Aquella noche a la luz de la luna en el fastuoso patio del Palacio Presidencial, entre tragos de whisky 21 años, mujeres hermosas y exquisita comida, el Padre Alberto sopesó con cuidado la frase que remataba la larga explicación con que El Gran Padre le estaba obsequiando: Concluyendo, Padre, lo necesito. ¿Nos sigue jodiendo o se nos une? El rostro hinchado de la gula le mostró los dientes en una sonrisa salvaje y Alberto tragó grueso. Una hermosa rubia trajeada en un diminuto vestido se acercó a ellos con dos vasos y El Gran Padre rodeó su cintura con un brazo. El Padre Alberto tomó el vaso, observó los grandes senos de la mujer a través del generoso escote y luego dirigió la mirada al rostro de su interlocutor quien lo observaba divertido. Alzó el vaso a manera de brindis y respondió: Faltaba más.
***
El sonido de las campanas sacó de la inconsciencia al padre. Se incorporó lentamente hasta quedar sentado, aquejado de un dolor agudo en el rostro y de zumbidos en los oídos. Mientras su visión borrosa recobraba los detalles de su iglesia sintió el olor a gasolina que impregnaba el ambiente. Parpadeó con fuerza para apurar el enfoque y fue entonces cuando pudo distinguir a Eugenio quien derramaba el combustible por los bancos, el altar, las paredes, el confesionario. ¿Qué hace, maldito? ¡Esta es la Casa de Dios!, gritó el Padre Alberto Amador más con terror que con indignación. Eugenio se detuvo. ¡Padre, ya está de vuelta! Claro, claro, la casa de Dios. Eugenio se acercó hasta el cura e hizo un círculo de gasolina a su alrededor. Bueno, padre. Digamos que el dueño de casa se hartó de la abyección de su inquilino. Sabe, padre, dicen que el fuego lo purifica todo. ¿Qué tal si lo purificamos un poco antes de que vaya a visitar a su casero?, dijo agregando un último choro de gasolina sobre el sacerdote.

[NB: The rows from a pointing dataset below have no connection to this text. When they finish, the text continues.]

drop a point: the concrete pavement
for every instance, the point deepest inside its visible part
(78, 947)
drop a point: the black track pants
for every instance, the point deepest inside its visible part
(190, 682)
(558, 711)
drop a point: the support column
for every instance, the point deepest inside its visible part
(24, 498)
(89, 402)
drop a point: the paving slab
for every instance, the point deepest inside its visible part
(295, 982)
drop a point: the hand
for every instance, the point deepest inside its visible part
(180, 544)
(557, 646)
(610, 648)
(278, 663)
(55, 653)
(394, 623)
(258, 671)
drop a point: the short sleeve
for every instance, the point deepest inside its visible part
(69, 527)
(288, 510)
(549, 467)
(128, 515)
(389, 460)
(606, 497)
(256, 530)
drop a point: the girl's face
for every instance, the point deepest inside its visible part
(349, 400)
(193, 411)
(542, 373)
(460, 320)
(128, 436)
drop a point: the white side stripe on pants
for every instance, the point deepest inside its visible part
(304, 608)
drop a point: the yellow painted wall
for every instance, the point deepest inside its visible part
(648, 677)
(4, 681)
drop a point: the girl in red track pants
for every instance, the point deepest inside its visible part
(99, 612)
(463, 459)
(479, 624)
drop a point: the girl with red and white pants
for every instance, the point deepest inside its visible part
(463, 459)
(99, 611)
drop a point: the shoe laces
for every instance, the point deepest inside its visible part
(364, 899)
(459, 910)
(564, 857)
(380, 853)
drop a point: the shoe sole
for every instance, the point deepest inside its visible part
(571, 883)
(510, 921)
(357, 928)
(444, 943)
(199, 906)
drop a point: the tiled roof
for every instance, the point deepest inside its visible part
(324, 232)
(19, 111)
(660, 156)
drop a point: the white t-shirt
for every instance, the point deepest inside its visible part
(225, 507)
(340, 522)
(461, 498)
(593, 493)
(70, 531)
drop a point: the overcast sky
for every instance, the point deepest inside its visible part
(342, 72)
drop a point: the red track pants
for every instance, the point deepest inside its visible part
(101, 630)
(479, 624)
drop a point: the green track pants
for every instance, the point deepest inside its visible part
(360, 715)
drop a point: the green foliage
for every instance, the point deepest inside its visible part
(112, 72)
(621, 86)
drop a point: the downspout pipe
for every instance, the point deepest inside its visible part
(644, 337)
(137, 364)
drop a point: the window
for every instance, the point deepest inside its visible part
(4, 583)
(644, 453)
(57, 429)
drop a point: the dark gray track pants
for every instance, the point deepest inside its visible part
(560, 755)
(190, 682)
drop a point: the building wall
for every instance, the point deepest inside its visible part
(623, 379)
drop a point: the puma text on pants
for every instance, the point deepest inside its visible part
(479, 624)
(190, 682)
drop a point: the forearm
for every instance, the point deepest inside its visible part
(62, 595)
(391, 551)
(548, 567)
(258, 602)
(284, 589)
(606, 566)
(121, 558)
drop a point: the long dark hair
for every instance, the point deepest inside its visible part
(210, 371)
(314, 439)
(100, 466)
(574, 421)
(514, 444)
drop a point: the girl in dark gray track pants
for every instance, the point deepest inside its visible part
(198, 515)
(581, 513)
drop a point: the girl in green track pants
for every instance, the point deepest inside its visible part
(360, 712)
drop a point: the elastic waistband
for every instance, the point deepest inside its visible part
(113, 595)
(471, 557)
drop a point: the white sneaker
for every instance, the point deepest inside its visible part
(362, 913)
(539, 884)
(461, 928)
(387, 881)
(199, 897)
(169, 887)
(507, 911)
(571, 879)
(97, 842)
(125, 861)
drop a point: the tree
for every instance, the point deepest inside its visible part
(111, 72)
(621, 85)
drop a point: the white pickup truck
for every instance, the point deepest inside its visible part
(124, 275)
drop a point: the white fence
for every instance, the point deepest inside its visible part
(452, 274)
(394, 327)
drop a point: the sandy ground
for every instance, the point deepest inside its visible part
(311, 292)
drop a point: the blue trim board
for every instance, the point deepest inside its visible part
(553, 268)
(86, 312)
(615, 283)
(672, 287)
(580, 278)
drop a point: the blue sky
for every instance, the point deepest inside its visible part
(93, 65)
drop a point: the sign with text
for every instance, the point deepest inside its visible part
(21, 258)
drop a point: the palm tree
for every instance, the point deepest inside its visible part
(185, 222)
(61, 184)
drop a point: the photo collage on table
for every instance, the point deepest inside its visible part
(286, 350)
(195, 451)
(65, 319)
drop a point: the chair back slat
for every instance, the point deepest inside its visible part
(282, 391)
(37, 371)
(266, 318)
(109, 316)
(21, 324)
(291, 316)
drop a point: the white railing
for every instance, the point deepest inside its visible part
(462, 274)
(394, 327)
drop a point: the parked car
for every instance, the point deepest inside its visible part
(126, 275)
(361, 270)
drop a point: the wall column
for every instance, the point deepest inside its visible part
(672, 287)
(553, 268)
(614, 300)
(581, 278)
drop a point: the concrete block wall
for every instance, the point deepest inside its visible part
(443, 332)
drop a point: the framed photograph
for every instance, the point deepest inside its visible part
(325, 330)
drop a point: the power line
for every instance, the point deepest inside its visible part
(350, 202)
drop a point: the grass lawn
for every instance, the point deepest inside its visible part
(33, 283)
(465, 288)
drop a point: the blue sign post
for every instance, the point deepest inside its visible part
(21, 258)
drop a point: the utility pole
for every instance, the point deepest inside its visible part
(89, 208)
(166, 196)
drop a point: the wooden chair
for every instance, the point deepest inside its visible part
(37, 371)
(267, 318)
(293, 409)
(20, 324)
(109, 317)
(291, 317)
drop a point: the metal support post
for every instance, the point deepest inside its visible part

Julia bajó del campanario y se colocó al lado de Eugenio. Morgan seguía el espectáculo con curiosidad desde la puerta. Eugenio arrojó a un lado el recipiente vacío y sacó una caja de fósforos de su bolsillo. Julia se los quitó de la mano: Yo lo hago, dijo sonriendo y caminaron hasta la entrada. De repente escucharon al padre gritar desaforadamente: Judica, Domine, nocentes me: expugna impugnantes me y la pareja se volvió para mirarlo extrañados. El padre continuó: Confundantur et revereantur quaerentes animam meam. Avertantur retrorsum et confundantur cogitantes mihi mala. Julia y Eugenio entornaron los ojos mientras veían al cura. Después se miraron, se encogieron de hombros y continuaron hacia la entrada. En el umbral, la chica arrojó un fósforo y cerró la puerta. Desde adentro llegaban los gritos de Alberto:
Fiat tamquam pulvis ante faciem venti: et angelus Domini coarctans eos.
Fiat viae illorum tenebrae, et lubricum: et angelus Domini persequens eos.
Quoniam gratis absconderunt mihi interitum laquei sui: supervacue exprobraverunt animam meam.
Veniat illi laqueus quem ignorat; et captio quam anscondit, apprehendat eum: et in laqueum cadat in ipsum.
Anima autem meam exsultabit in Domino: et delectabitur super salutari suo.
La pareja tomó algunos de los productos que se apilaban en las cajas y dejó el resto para la gente que pronto llegaría invitada por el sonido de las campanas. Bajaron las escaleras sin prisas, tomándose el tiempo, callados, para disfrutar del aire de la madrugada. De repente, Julia se detuvo a ver las primeras llamas que danzaban tras los vitrales. Estuvo un rato contemplándolas, serena, inexpresiva. Luego rompió el silencio: ¿Qué estaba gritando? Eugenio se giró, se quedó mirando la iglesia un momento, luego escupió y siguió su camino. ¡Qué sé yo!